The purpose of this segment is to share some of our favorite tools for working with data in R. Feel free to integrate these tools into your own workflows and ask your peers for tools they can’t live without either!

here: no more getting lost in file paths

Use this package when… all the time. Make it a part of your regular coding routine. It’s that good.

As we introduced in the previous module, here is an excellent package that’s worth getting to know because it will let you use relative as opposed to absolute pathnames. This will simplify importing and exporting files as well as sharing them with others.

How to install

install.packages("here")

How to use

library(here)
## here() starts at C:/Users/sbrei/Documents/R_Projects/Collabs/BGSS_Retreat_2021
here::here()   # once you call the package with the library(here) call, you can use this function to remind you where your project root begins.
## [1] "C:/Users/sbrei/Documents/R_Projects/Collabs/BGSS_Retreat_2021"

revisit “here” package description

Artwork by Allison Horst. set_wd, be gone!

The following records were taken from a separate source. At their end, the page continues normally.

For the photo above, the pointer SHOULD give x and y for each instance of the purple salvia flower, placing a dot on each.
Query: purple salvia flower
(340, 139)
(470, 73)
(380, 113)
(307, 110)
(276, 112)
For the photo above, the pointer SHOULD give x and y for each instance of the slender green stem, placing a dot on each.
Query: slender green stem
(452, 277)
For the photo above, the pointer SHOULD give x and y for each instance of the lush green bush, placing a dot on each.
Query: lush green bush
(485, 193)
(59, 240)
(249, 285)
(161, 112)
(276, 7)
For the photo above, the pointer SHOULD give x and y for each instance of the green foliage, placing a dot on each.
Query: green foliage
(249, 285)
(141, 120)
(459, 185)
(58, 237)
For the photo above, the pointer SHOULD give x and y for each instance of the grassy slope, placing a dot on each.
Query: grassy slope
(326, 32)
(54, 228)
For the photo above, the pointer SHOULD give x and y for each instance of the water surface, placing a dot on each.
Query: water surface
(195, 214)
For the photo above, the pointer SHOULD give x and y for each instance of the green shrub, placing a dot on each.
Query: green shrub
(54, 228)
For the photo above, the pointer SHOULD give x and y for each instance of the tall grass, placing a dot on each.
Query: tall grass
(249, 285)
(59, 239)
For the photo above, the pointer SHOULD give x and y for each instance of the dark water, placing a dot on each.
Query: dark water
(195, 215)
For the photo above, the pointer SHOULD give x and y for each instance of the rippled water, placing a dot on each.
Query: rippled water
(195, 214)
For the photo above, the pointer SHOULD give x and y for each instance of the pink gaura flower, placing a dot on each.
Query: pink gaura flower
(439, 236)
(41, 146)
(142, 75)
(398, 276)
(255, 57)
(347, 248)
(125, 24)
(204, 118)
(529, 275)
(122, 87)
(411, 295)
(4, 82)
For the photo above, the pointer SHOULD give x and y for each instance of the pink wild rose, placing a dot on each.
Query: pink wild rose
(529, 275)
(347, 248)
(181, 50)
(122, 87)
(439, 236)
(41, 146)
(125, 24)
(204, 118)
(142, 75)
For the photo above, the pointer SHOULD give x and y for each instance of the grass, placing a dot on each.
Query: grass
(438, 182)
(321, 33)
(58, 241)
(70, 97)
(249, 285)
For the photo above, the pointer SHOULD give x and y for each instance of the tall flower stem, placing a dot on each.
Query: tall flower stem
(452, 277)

magrittr: these pipes will make your work flow

Use this package when… you make your code more readable. The magrittr package has a collection of operators called pipes that, as stated on their webpage, work by:

  • "structuring sequences of data operations left-to-right (as opposed to from the inside and out),
  • avoiding nested function calls,
  • minimizing the need for local variables and function definitions, and
  • making it easy to add steps anywhere in the sequence of operations."

How to install

install.packages("magrittr")

How to use

library(magrittr)
library(dplyr) # we'll use some functions from this package to highlight the magrittr pipes

Also load a sample dataset:

starwars <- dplyr::starwars

magrittr has several types of pipes which can all be useful in different contexts. The main pipe is the most common, but the others can be super handy too.

Basic pipe

The basic pipe looks like this: %>%.

We’ll frequently set up our code like this:

new_object <- old_object %>% function()

Add a pipe after each function to connect them into one cohesive operation. What this means is that you’ll take your initial object (the one you want to apply functions to), apply a function to it and which changes it, then take that changed object (you “pipe” it into the next function; it flows into it as the new object to be modified) and apply another function it it, and so on.

Old way, without pipes

We end up having to define three objects.

# select only the first 4 columns of dataset
character_traits <- starwars[, 1:4] 

# select only characters that are at least 100 cm tall
tall_characters <- character_traits[character_traits$height >= 100,]

# order characters by height
tall_characters_sorted <- tall_characters[order(tall_characters$height), ]
New way, with pipes

We only have to define one object. If we kept on adding functions with pipes, we wouldn’t have to add any more objects, either.

tall_characters_sorted <- starwars %>%
  # select only the first 4 columns of dataset
  dplyr::select(1:4) %>%
  # select only characters that are at least 100 cm tall
  dplyr::filter(height >= 100) %>%
  # order characters by height
  dplyr::arrange(height)

Assignment pipe

This pipe (%<>%) is helpful for situations where you’d rather overwrite your original object. Be careful!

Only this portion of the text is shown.